Featured Artist: Lady Pink

Filed under: Featured Artist — Diana M. April 1, 2008 @ 10:21 am

Lady Pink, an icon to female street artists, graf writers and creative ingenues with an ear to the street, once again claims her queendom with the brush via her latest series, BRICK LADIES. She first dropped a taste of this series, The She Temple, in a YOUNITY exhibition (fall ‘07), and revealed more of the series in her latest 2-woman exhibition at Ad-Hoc Art in Brooklyn, NY (Spr ‘08), alongside fellow artist, AIKO.

(Images left to right: Lady Pink, Queen Matilda, 6′x4′, acrylic on canvas. Lady Pink, A Lovely Entrapment, 40″x72″, acrylic on canvas.)

With a strong nod to the omnipresence of feminine energy, Lady Pink’s BRICK LADIES series brings to the forefront, in concrete terms, the reality that the divine feminine is at the root of existence in all its material forms. The integration of core strength and fluid sensuality, in image and brush stroke, permeates dichotomous mind states positioned in critique and effortlessly invokes understanding from a position of union. The work brings to mind the Native American maxim, “Nothing is so strong as gentleness, nothing so gentle as real strength.”

(Image left to right: John Grigley, Lady Pink.
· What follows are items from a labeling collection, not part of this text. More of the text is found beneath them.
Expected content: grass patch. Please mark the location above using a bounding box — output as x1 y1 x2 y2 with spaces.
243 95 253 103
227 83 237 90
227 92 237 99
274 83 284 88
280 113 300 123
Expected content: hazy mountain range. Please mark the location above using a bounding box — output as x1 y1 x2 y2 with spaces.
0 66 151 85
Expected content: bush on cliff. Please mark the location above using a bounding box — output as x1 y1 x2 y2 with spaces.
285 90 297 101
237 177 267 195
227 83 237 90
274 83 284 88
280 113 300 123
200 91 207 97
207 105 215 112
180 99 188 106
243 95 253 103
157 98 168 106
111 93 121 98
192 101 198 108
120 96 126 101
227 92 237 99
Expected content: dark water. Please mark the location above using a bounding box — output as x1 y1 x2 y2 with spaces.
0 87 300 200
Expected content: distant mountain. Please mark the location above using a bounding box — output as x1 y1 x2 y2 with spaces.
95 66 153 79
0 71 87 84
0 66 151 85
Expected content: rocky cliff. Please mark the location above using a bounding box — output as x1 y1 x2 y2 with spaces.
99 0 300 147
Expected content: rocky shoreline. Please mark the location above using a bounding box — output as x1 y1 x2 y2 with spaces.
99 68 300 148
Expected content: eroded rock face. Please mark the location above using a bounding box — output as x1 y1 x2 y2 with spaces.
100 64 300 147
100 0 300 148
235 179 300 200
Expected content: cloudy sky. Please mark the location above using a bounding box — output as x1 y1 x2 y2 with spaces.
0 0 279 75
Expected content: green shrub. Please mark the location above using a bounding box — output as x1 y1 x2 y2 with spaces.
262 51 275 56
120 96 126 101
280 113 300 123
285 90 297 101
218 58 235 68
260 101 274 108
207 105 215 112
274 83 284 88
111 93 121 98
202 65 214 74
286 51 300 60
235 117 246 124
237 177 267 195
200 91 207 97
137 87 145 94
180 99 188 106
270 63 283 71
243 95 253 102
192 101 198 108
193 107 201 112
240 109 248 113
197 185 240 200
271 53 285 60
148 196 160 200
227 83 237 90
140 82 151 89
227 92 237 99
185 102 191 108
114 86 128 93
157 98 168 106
Lady Pink, PINK-C Train, New York 1983)

Lady Pink began her painterly excursions in graffiti in 1979, and starred in one of the first cult film nods to a burgeoning hip hop movement, Wild Style - a film that just celebrated its 25th anniversary this past year with events all over New York City. Her work has also been canonized in the collections of several museums including: The Whitney, The MET and The Brooklyn Museum, all in New York City, and the Groningen Museum in Holland. So telling is Pink’s work as a representation of organic creative process, that the Museum of Modern Art in NYC recently jumped on the bandwagon and screened the world premiere of SprayMasters, a documentary featuring Lady Pink alongside legendary graf artists Lee Quinones and Zephyr. Pink’s pioneering efforts in art, from trains in the 80’s to murals in the 21st century, are undoubtedly an inspiration to all. Look for the Pink essence to be re-incarnated in a vinyl figure for Kid Robot in May 2008.